It's not easy being a trailblazer. Ask the Lewis and Clark of Medicare’s new doctor payment system, Jeffrey Bailet and Elizabeth Mitchell, chairs of the Physician-Focused Payment Technical Advisory Committee (PTAC).
PTAC began less than a year ago vetting applications to create new ways to pay physicians. These alternative payment models reward providers for delivering high-quality and cost-efficient care. As the bureaucrats say: “value over volume” of services.
The 11 PTAC members have their hands full combing through 20 proposals spanning different specialties.
“This is new and we’re all learning,” Bailet, PTAC’s chairman, told a House subcommittee hearing last week on the new payment models.
Mitchell, PTAC’s vice chairman, told the hearing that the evaluations are more than were anticipated.

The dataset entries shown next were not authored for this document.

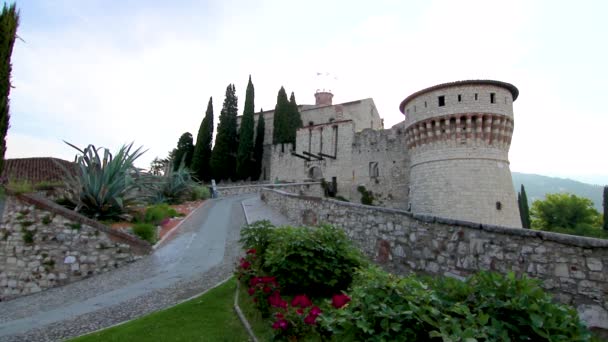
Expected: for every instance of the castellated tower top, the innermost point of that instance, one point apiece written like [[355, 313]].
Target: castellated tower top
[[323, 98]]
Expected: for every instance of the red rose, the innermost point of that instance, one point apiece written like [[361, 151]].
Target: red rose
[[301, 301], [339, 300]]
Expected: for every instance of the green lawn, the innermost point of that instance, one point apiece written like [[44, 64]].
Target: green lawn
[[209, 317]]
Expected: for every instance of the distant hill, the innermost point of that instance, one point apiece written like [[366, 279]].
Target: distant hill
[[538, 186]]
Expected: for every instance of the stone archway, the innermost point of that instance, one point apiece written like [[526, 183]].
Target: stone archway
[[315, 173]]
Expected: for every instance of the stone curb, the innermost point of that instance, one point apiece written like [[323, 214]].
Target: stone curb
[[174, 229], [572, 240]]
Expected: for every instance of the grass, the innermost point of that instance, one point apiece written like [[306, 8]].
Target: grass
[[209, 317]]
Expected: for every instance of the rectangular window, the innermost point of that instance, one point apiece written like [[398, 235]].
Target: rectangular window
[[441, 100]]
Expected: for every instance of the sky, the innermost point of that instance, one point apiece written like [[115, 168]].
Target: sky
[[113, 72]]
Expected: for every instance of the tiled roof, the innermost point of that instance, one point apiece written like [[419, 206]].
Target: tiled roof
[[35, 170]]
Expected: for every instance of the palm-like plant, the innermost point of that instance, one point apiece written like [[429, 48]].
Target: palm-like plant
[[103, 186]]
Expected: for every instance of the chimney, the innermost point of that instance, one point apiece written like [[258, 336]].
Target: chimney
[[323, 98]]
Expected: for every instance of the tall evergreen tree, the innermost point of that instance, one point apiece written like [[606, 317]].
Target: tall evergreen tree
[[605, 204], [223, 157], [280, 124], [258, 150], [294, 119], [9, 21], [184, 151], [524, 210], [244, 162], [202, 150]]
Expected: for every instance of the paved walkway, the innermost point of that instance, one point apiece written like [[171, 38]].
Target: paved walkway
[[201, 254]]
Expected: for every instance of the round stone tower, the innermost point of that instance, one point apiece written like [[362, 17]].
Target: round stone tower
[[458, 136]]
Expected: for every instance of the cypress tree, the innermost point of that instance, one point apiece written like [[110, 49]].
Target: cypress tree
[[184, 151], [202, 150], [223, 157], [244, 164], [524, 210], [294, 120], [9, 21], [605, 204], [280, 132], [258, 150]]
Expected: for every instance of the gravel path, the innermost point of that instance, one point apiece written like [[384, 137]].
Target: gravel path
[[200, 255]]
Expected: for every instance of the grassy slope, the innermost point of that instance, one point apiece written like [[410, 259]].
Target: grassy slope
[[209, 317]]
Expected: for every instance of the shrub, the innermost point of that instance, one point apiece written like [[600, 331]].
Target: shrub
[[145, 231], [317, 261], [157, 213], [199, 192], [488, 306], [102, 186]]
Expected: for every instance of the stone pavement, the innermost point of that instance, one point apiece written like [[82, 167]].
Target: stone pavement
[[201, 254]]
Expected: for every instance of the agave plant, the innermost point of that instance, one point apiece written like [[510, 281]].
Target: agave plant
[[103, 186]]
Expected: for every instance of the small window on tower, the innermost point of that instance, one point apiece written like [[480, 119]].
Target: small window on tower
[[441, 100]]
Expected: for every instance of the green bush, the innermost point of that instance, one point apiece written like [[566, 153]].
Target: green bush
[[487, 307], [199, 192], [145, 231], [157, 213], [103, 186], [318, 261]]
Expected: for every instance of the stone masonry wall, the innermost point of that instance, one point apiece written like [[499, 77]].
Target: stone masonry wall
[[308, 188], [573, 268], [40, 248]]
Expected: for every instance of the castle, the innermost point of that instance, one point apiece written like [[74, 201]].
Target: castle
[[448, 158]]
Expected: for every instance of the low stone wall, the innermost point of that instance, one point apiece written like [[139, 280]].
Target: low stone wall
[[574, 269], [43, 245], [307, 189]]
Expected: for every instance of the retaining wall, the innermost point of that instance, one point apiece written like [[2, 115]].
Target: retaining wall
[[43, 245], [574, 269]]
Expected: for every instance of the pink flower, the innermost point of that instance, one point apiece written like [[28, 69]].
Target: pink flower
[[339, 300], [315, 311], [280, 324], [301, 301], [275, 300], [310, 320]]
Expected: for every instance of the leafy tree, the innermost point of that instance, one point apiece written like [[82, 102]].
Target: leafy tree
[[281, 117], [9, 21], [202, 150], [184, 151], [258, 150], [524, 210], [223, 157], [158, 166], [605, 204], [563, 210], [294, 119], [244, 162]]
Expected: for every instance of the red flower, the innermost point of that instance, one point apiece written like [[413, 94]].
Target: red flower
[[280, 324], [339, 300], [276, 300], [315, 311], [310, 320], [301, 301]]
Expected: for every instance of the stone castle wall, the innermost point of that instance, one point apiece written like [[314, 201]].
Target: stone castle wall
[[42, 246], [572, 268]]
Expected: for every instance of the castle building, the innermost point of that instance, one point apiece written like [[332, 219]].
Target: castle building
[[448, 158]]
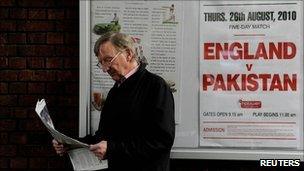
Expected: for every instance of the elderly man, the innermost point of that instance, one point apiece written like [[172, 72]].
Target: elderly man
[[137, 128]]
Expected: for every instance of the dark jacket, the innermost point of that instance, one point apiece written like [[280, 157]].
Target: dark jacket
[[137, 121]]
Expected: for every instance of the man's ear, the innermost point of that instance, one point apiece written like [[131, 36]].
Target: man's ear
[[130, 54]]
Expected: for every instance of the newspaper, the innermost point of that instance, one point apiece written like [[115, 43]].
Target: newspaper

As I was writing this, two more applications popped into my email courtesy of PTAC:
Marshfield Clinic is teaming up with Contessa Health and wants to offer “An Alternative Payment Model for Delivering Acute Care in the Home.”
A rehab company is going solo on this mouthful: “CMS Support of Wound Care in Private Outpatient Therapy Clinics: Measuring the Effectiveness of Physical or Occupational Therapy Intervention as the Primary Means of Managing Wounds in Medicare Recipients.”
As they thrash through the regulatory underbrush, like trailblazers before them, PTAC members have been bumping up against unexpected obstacles. The two chairs said that while doctors might be proficient at designing the medical aspects of the models, when it comes to building the payment/financial business side, they are not so good.
They have to turn thumbs up or down and send the recommendations to the Health and Human Services Department.
Mitchell told me earlier this year that, for example, if PTAC gets a proposal that doesn’t have the downside risk that’s required, it won’t qualify. (Under a downside risk system, doctors can get dinged financially for increased spending and for care that fails to meet quality and efficiency standards.)
PTAC says the clinicians submitting models need technical assistance and greater access to shared data, far more than PTAC can offer.
HHS seems OK with offering assistance to applicants but how it could be delivered “remains an open question,” Bailet said at the hearing.
Some aid could be on its way, including more PTAC staff.
Michael Burgess (R-Texas), chairman of the House Energy and Commerce Subcommittee on Health, and ranking member Gene Green (D-Texas) told the hearing they would look for ways to get more support for PTAC.
Burgess said he’s asked HHS to explore the feasibility of an exemption for PTAC to a federal hiring freeze.